The invention of model parts also
A model part that is combined with other model parts to form a doll toy,
a first layer formed of a first material of a first color;
a second layer formed to cover at least a portion of the first layer, the second layer being made of a second material of a second color; and
and
the melting point of the first material is higher than the melting point of the second material;
the first layer is visible from the outside through the second layer;
the first layer is connected to a first runner made of the first material for fixing the model part, and the second layer is connected to a second runner made of the second material for fixing the model part;
the first layer constitutes a body part of the doll toy;
The second layer constitutes the clothing of the doll toy.

The invention relates to a method for manufacturing a model part, and includes a first step of molding a first layer using a first material of a first color, and a second step of molding a second layer using a second material of a second color so as to cover at least a portion of the first layer, wherein in the second step, the second layer is molded before the first layer is cooled to room temperature, the melting point of the first material is higher than the melting point of the second material, and the first layer is visible from the outside through the second layer.
The invention also provides a method for manufacturing a model component that is combined with other model components to form a doll toy, the method comprising: a first step of molding a first layer using a first material of a first color; and a second step of molding a second layer using a semi-transparent second material of a second color so as to cover at least a part of the first layer, wherein in the second step, molding of the second layer is started at a predetermined temperature before the first layer is cooled to room temperature, the melting point of the first material is higher than the melting point of the second material, the first layer is visible from the outside through the second layer, and the first layer is formed using a molding material for fixing the model component. The first layer is connected to a first runner formed of a first material, and the second layer is connected to a second runner formed of the second material for fixing the model part, the first layer constituting a body part of the doll toy, and the second layer constituting a costume of the doll toy , and in the second step, the second layer is molded by pouring the second material into a cavity formed between the mold and a second surface opposite to the first surface, with the entire first surface of the first layer being directly supported by the mold, and in the model part, the second layer is formed on the second surface and not on the first surface .
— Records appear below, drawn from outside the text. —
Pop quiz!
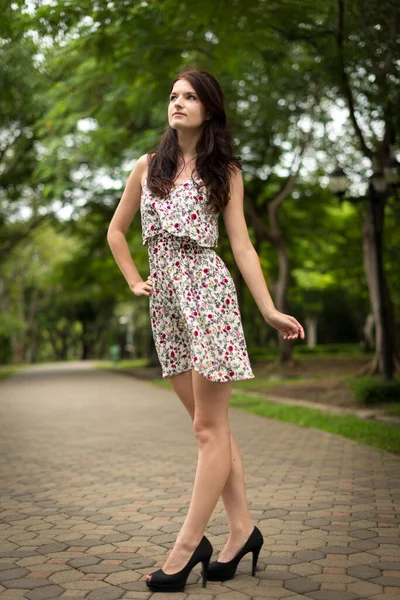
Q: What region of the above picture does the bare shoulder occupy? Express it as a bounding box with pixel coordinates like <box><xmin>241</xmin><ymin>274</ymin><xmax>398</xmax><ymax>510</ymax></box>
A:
<box><xmin>136</xmin><ymin>152</ymin><xmax>155</xmax><ymax>187</ymax></box>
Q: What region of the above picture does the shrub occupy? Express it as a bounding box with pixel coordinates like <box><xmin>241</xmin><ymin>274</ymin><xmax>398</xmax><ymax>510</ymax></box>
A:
<box><xmin>348</xmin><ymin>377</ymin><xmax>400</xmax><ymax>405</ymax></box>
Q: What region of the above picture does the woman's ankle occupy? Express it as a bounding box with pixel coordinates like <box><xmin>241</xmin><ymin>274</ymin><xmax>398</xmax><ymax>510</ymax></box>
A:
<box><xmin>229</xmin><ymin>519</ymin><xmax>254</xmax><ymax>537</ymax></box>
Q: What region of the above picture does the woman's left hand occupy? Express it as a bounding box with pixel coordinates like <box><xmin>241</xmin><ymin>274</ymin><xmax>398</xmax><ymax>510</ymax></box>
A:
<box><xmin>265</xmin><ymin>309</ymin><xmax>304</xmax><ymax>340</ymax></box>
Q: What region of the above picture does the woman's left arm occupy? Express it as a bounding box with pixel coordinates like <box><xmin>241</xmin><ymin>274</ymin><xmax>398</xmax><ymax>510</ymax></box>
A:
<box><xmin>223</xmin><ymin>169</ymin><xmax>304</xmax><ymax>339</ymax></box>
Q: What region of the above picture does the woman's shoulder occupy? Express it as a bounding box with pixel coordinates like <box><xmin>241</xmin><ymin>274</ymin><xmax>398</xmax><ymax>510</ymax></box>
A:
<box><xmin>137</xmin><ymin>152</ymin><xmax>156</xmax><ymax>187</ymax></box>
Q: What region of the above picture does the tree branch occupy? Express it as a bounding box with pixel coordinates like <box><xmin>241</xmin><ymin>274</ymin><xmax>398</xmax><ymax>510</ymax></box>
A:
<box><xmin>336</xmin><ymin>0</ymin><xmax>373</xmax><ymax>160</ymax></box>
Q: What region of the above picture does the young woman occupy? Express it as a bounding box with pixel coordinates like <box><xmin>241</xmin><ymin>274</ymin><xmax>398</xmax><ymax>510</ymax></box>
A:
<box><xmin>107</xmin><ymin>68</ymin><xmax>304</xmax><ymax>592</ymax></box>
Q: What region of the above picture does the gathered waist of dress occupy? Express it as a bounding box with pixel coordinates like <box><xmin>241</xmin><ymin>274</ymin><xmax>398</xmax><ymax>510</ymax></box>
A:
<box><xmin>144</xmin><ymin>229</ymin><xmax>215</xmax><ymax>249</ymax></box>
The present invention provides a model component with a base layer of stable quality that can be seen from the outside, as well as a method for manufacturing the same.
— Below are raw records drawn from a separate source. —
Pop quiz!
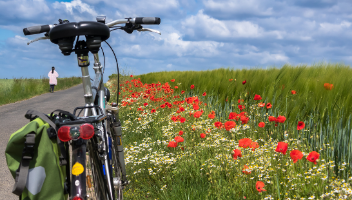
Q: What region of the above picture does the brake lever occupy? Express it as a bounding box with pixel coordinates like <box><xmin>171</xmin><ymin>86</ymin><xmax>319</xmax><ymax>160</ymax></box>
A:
<box><xmin>136</xmin><ymin>28</ymin><xmax>161</xmax><ymax>35</ymax></box>
<box><xmin>27</xmin><ymin>36</ymin><xmax>50</xmax><ymax>45</ymax></box>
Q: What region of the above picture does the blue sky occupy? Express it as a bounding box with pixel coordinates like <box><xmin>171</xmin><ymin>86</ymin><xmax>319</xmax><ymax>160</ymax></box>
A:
<box><xmin>0</xmin><ymin>0</ymin><xmax>352</xmax><ymax>81</ymax></box>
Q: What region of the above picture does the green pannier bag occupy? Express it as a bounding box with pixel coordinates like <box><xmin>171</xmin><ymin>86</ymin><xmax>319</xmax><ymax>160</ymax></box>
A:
<box><xmin>5</xmin><ymin>110</ymin><xmax>69</xmax><ymax>200</ymax></box>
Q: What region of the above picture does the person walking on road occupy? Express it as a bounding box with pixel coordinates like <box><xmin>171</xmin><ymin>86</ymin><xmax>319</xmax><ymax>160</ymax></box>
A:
<box><xmin>48</xmin><ymin>67</ymin><xmax>59</xmax><ymax>93</ymax></box>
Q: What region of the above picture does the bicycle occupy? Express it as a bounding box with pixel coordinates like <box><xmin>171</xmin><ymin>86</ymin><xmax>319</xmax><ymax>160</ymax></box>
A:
<box><xmin>23</xmin><ymin>16</ymin><xmax>160</xmax><ymax>200</ymax></box>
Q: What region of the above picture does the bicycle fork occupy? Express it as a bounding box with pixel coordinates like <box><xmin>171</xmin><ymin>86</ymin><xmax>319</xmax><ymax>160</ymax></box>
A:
<box><xmin>113</xmin><ymin>120</ymin><xmax>128</xmax><ymax>186</ymax></box>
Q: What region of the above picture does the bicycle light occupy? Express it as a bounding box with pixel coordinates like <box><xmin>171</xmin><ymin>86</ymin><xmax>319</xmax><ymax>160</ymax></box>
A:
<box><xmin>57</xmin><ymin>124</ymin><xmax>94</xmax><ymax>142</ymax></box>
<box><xmin>80</xmin><ymin>124</ymin><xmax>94</xmax><ymax>140</ymax></box>
<box><xmin>72</xmin><ymin>196</ymin><xmax>83</xmax><ymax>200</ymax></box>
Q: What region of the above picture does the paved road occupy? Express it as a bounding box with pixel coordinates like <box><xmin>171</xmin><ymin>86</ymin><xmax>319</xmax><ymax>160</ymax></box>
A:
<box><xmin>0</xmin><ymin>84</ymin><xmax>84</xmax><ymax>200</ymax></box>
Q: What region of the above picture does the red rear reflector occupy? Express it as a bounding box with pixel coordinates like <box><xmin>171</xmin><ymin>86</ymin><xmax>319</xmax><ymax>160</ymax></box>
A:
<box><xmin>57</xmin><ymin>126</ymin><xmax>71</xmax><ymax>142</ymax></box>
<box><xmin>72</xmin><ymin>196</ymin><xmax>83</xmax><ymax>200</ymax></box>
<box><xmin>80</xmin><ymin>124</ymin><xmax>94</xmax><ymax>140</ymax></box>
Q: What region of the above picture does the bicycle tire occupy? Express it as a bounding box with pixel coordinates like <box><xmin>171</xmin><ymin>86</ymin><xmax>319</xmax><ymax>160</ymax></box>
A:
<box><xmin>86</xmin><ymin>138</ymin><xmax>110</xmax><ymax>200</ymax></box>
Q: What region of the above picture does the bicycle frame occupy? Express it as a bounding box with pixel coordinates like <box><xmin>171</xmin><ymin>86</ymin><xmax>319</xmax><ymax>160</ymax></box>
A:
<box><xmin>70</xmin><ymin>50</ymin><xmax>120</xmax><ymax>199</ymax></box>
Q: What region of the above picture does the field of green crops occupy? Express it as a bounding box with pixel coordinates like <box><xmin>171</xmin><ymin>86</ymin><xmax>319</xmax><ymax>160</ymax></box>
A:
<box><xmin>0</xmin><ymin>77</ymin><xmax>82</xmax><ymax>105</ymax></box>
<box><xmin>107</xmin><ymin>64</ymin><xmax>352</xmax><ymax>199</ymax></box>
1 is a flowchart illustrating an example of a method for manufacturing a model component according to an embodiment of the present invention. 1A to 1C are diagrams illustrating a molded product produced according to a method for manufacturing a model component according to an embodiment of the present invention. 1A and 1B are diagrams for explaining the structure of a model component corresponding to an embodiment of the present invention. 1A and 1B are diagrams for explaining a cross-sectional structure of a model part corresponding to an embodiment of the present invention.
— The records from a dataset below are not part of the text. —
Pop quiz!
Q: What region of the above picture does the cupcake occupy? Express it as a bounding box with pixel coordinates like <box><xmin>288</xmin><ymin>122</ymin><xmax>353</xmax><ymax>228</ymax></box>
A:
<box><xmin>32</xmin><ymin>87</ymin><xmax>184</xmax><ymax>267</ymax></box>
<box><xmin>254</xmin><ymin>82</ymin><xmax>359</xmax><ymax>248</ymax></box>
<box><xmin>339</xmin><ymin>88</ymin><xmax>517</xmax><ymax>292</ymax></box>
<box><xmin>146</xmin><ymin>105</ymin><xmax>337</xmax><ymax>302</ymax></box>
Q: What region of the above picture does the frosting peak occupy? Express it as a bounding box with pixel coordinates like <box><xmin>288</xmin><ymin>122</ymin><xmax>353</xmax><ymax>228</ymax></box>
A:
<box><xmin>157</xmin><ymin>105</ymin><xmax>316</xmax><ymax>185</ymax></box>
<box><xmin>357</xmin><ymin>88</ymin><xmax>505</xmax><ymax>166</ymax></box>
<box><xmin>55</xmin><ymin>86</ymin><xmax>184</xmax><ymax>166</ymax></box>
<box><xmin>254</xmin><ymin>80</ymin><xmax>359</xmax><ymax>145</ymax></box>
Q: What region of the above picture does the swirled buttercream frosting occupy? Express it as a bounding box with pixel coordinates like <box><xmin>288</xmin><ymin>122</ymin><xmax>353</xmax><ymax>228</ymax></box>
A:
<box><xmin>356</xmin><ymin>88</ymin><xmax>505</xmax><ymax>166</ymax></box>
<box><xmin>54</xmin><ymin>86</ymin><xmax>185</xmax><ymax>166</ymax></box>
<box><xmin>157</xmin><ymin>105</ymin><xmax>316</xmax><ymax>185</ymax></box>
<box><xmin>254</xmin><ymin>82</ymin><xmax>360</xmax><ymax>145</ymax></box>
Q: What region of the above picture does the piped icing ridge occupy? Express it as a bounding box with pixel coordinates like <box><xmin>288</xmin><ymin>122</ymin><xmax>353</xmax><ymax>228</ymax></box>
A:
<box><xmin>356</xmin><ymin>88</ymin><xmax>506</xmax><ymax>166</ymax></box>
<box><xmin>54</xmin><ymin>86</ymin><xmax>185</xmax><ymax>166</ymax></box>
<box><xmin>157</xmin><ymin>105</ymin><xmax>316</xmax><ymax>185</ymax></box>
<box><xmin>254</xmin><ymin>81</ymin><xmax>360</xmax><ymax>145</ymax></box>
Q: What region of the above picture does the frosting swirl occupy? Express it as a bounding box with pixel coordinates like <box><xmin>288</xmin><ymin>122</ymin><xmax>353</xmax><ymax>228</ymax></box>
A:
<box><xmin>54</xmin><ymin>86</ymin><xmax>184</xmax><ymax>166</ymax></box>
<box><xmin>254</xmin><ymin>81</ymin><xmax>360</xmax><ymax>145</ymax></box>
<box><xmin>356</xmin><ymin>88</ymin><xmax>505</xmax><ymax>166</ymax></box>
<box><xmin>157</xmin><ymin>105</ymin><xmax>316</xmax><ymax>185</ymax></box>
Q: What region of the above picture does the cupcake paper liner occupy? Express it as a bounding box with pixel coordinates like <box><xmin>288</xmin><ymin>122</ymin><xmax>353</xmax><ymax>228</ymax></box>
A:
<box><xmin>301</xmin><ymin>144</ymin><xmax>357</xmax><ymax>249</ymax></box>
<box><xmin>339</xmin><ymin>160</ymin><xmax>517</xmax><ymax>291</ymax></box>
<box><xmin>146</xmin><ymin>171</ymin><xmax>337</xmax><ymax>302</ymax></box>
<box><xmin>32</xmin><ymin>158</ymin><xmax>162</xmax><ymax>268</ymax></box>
Illustrative embodiments of the invention will be described below with reference to the drawings. Note that the same reference numerals in each drawing indicate the same elements. Furthermore, in each drawing, the up, down, left, and right directions on the paper surface will be used in the following description to refer to the up, down, left, and right directions of the parts (or components) in this embodiment. Note that in the embodiments described below, the present invention uses ABS (acrylonitrile-butadiene-styrene) resin, SBC (styrene-butadiene copolymer), and special styrene-based transparent resin as molding materials, but is not limited to these, and does not exclude the use of other materials (thermoplastic resins such as polyethylene, thermosetting resins, soft resins, metals, etc.).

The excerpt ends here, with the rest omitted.